The World Cotton contract will price delivery of multiple origins and allow delivery in multiple locations around the world. The new contract will trade alongside ICE’s benchmark Cotton No. 2 contract.
“The new contract is based on extensive conversations with our customers about the need for a broader price benchmark that reflects the global nature of today’s cotton markets,” said ICE Futures U.S. President Benjamin Jackson. “We have worked closely with cotton industry participants to design a contract that complements our Cotton No. 2 contract and enhances the ability for cotton growers and consumers to efficiently manage their pricing risk.”
Key details of the World Cotton futures contract include:
- First delivery month: May 2016
- Contract rules provide for delivery of cotton from the U.S., Australia, Brazil, India, Benin, Burkina Faso, Cameroon, Ivory Coast and Mali, with the U.S. as par and a pre-set premium or discount for each other origin
- The rules provide for delivery in exchange-licensed warehouses at specified delivery points in Malaysia, Taiwan, Australia and the U.S., with the Malaysia and Taiwan locations at par and with pre-set discounts for delivery in Australia and the U.S.

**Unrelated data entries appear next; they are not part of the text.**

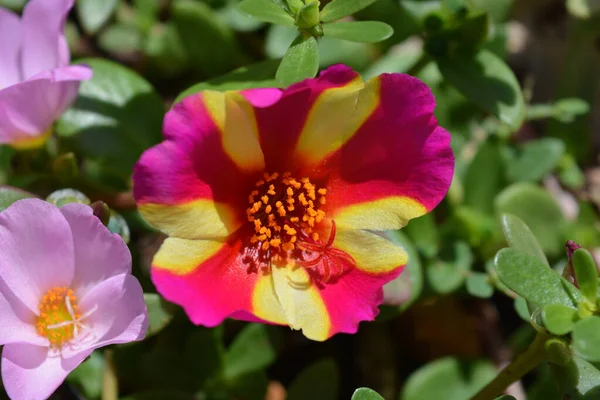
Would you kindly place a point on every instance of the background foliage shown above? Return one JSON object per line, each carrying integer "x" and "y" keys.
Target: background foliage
{"x": 516, "y": 85}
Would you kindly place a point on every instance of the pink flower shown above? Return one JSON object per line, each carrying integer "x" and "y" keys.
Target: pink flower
{"x": 36, "y": 82}
{"x": 65, "y": 289}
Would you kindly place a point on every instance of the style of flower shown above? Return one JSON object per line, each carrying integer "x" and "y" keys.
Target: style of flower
{"x": 37, "y": 84}
{"x": 65, "y": 289}
{"x": 270, "y": 197}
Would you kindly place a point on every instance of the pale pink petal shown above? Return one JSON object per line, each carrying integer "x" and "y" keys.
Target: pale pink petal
{"x": 121, "y": 315}
{"x": 37, "y": 250}
{"x": 99, "y": 254}
{"x": 29, "y": 374}
{"x": 28, "y": 109}
{"x": 43, "y": 35}
{"x": 10, "y": 42}
{"x": 17, "y": 320}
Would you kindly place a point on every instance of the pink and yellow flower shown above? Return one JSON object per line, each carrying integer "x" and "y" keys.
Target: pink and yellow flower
{"x": 269, "y": 198}
{"x": 65, "y": 289}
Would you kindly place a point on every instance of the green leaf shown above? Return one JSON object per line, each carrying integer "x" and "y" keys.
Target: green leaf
{"x": 559, "y": 319}
{"x": 88, "y": 375}
{"x": 366, "y": 394}
{"x": 202, "y": 33}
{"x": 487, "y": 81}
{"x": 586, "y": 340}
{"x": 484, "y": 178}
{"x": 319, "y": 381}
{"x": 251, "y": 351}
{"x": 400, "y": 293}
{"x": 116, "y": 117}
{"x": 448, "y": 379}
{"x": 448, "y": 273}
{"x": 359, "y": 31}
{"x": 267, "y": 11}
{"x": 342, "y": 8}
{"x": 586, "y": 273}
{"x": 93, "y": 13}
{"x": 9, "y": 195}
{"x": 537, "y": 159}
{"x": 300, "y": 61}
{"x": 259, "y": 75}
{"x": 65, "y": 196}
{"x": 519, "y": 237}
{"x": 539, "y": 210}
{"x": 533, "y": 280}
{"x": 158, "y": 316}
{"x": 478, "y": 285}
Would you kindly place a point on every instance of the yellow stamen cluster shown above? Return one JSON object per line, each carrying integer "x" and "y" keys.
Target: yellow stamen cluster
{"x": 53, "y": 311}
{"x": 282, "y": 208}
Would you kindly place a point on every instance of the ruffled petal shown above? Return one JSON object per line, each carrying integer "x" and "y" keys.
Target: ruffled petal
{"x": 44, "y": 43}
{"x": 300, "y": 109}
{"x": 28, "y": 109}
{"x": 10, "y": 44}
{"x": 195, "y": 184}
{"x": 397, "y": 166}
{"x": 99, "y": 254}
{"x": 209, "y": 279}
{"x": 37, "y": 250}
{"x": 28, "y": 372}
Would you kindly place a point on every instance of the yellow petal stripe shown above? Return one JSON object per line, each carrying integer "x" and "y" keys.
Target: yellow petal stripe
{"x": 194, "y": 220}
{"x": 234, "y": 117}
{"x": 336, "y": 115}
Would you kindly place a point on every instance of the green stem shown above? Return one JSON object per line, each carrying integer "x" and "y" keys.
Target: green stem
{"x": 524, "y": 363}
{"x": 419, "y": 65}
{"x": 110, "y": 384}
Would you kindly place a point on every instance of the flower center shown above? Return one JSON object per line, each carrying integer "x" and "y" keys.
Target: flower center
{"x": 285, "y": 210}
{"x": 60, "y": 318}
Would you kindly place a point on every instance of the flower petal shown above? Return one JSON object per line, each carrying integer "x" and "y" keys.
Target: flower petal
{"x": 10, "y": 44}
{"x": 17, "y": 320}
{"x": 301, "y": 302}
{"x": 399, "y": 163}
{"x": 28, "y": 109}
{"x": 208, "y": 278}
{"x": 282, "y": 124}
{"x": 28, "y": 372}
{"x": 121, "y": 315}
{"x": 37, "y": 250}
{"x": 44, "y": 43}
{"x": 195, "y": 184}
{"x": 99, "y": 254}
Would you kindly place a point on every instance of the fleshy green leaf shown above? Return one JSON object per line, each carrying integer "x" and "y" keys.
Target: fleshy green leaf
{"x": 319, "y": 381}
{"x": 93, "y": 13}
{"x": 116, "y": 117}
{"x": 519, "y": 237}
{"x": 448, "y": 379}
{"x": 158, "y": 316}
{"x": 342, "y": 8}
{"x": 300, "y": 61}
{"x": 586, "y": 273}
{"x": 537, "y": 159}
{"x": 538, "y": 210}
{"x": 559, "y": 319}
{"x": 487, "y": 81}
{"x": 267, "y": 11}
{"x": 533, "y": 280}
{"x": 478, "y": 285}
{"x": 259, "y": 75}
{"x": 9, "y": 195}
{"x": 586, "y": 340}
{"x": 359, "y": 31}
{"x": 366, "y": 394}
{"x": 251, "y": 351}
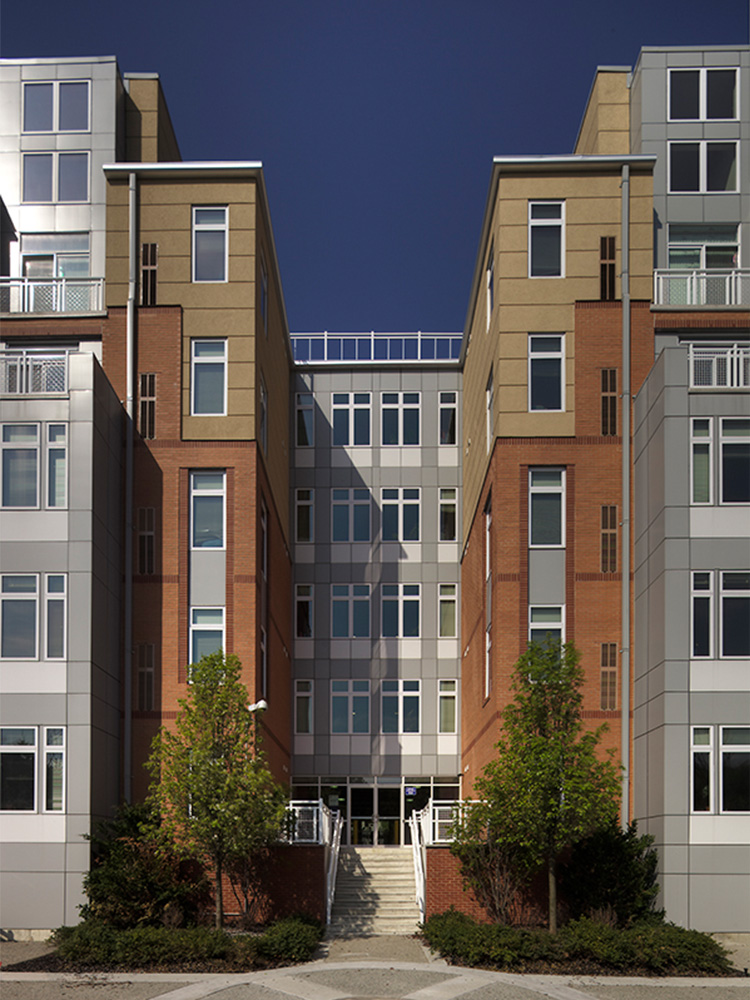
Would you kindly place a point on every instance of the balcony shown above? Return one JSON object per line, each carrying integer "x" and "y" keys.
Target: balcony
{"x": 707, "y": 289}
{"x": 24, "y": 296}
{"x": 719, "y": 367}
{"x": 33, "y": 373}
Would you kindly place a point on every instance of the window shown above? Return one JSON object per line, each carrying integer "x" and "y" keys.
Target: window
{"x": 303, "y": 616}
{"x": 702, "y": 166}
{"x": 210, "y": 229}
{"x": 448, "y": 520}
{"x": 546, "y": 624}
{"x": 147, "y": 408}
{"x": 351, "y": 418}
{"x": 545, "y": 372}
{"x": 400, "y": 515}
{"x": 146, "y": 676}
{"x": 609, "y": 538}
{"x": 305, "y": 420}
{"x": 447, "y": 708}
{"x": 546, "y": 239}
{"x": 609, "y": 402}
{"x": 207, "y": 510}
{"x": 350, "y": 513}
{"x": 149, "y": 257}
{"x": 304, "y": 527}
{"x": 447, "y": 610}
{"x": 209, "y": 377}
{"x": 609, "y": 677}
{"x": 447, "y": 418}
{"x": 206, "y": 632}
{"x": 735, "y": 460}
{"x": 400, "y": 706}
{"x": 303, "y": 705}
{"x": 400, "y": 414}
{"x": 400, "y": 610}
{"x": 56, "y": 106}
{"x": 350, "y": 706}
{"x": 19, "y": 775}
{"x": 607, "y": 268}
{"x": 350, "y": 611}
{"x": 702, "y": 94}
{"x": 735, "y": 768}
{"x": 546, "y": 521}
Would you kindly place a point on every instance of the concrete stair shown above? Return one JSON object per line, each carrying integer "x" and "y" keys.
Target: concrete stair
{"x": 375, "y": 893}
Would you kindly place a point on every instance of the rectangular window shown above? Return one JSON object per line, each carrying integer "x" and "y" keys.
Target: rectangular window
{"x": 447, "y": 618}
{"x": 545, "y": 372}
{"x": 546, "y": 239}
{"x": 735, "y": 614}
{"x": 609, "y": 677}
{"x": 206, "y": 632}
{"x": 209, "y": 378}
{"x": 350, "y": 516}
{"x": 146, "y": 676}
{"x": 400, "y": 706}
{"x": 702, "y": 94}
{"x": 400, "y": 515}
{"x": 607, "y": 268}
{"x": 546, "y": 508}
{"x": 702, "y": 167}
{"x": 149, "y": 257}
{"x": 735, "y": 460}
{"x": 400, "y": 610}
{"x": 303, "y": 706}
{"x": 305, "y": 420}
{"x": 608, "y": 523}
{"x": 447, "y": 418}
{"x": 400, "y": 415}
{"x": 350, "y": 611}
{"x": 448, "y": 519}
{"x": 350, "y": 707}
{"x": 351, "y": 418}
{"x": 303, "y": 615}
{"x": 304, "y": 512}
{"x": 207, "y": 509}
{"x": 609, "y": 402}
{"x": 210, "y": 243}
{"x": 447, "y": 706}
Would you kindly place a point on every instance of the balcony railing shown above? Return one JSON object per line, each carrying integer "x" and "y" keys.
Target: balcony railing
{"x": 708, "y": 288}
{"x": 33, "y": 373}
{"x": 51, "y": 295}
{"x": 720, "y": 367}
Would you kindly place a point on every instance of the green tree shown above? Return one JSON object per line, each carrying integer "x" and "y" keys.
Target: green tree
{"x": 210, "y": 783}
{"x": 548, "y": 787}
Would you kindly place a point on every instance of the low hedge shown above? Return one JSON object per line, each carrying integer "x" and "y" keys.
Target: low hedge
{"x": 650, "y": 947}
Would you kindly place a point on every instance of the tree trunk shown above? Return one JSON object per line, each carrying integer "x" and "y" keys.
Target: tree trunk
{"x": 552, "y": 894}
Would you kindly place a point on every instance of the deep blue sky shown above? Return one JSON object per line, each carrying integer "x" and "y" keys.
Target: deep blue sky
{"x": 376, "y": 120}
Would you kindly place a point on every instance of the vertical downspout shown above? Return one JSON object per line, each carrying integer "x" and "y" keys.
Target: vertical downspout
{"x": 128, "y": 622}
{"x": 625, "y": 502}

- The rules provide for a par quality of Middling color, Leaf 3 and Staple 36, with invoicing differentials for delivery of other allowed qualities
- Spread margins will be available with the ICE Cotton No. 2 contract
Additional information, including the origin, delivery location and quality differentials in place at the launch of trading, is available on the ICE website.
The World Cotton launch date is subject to regulatory review.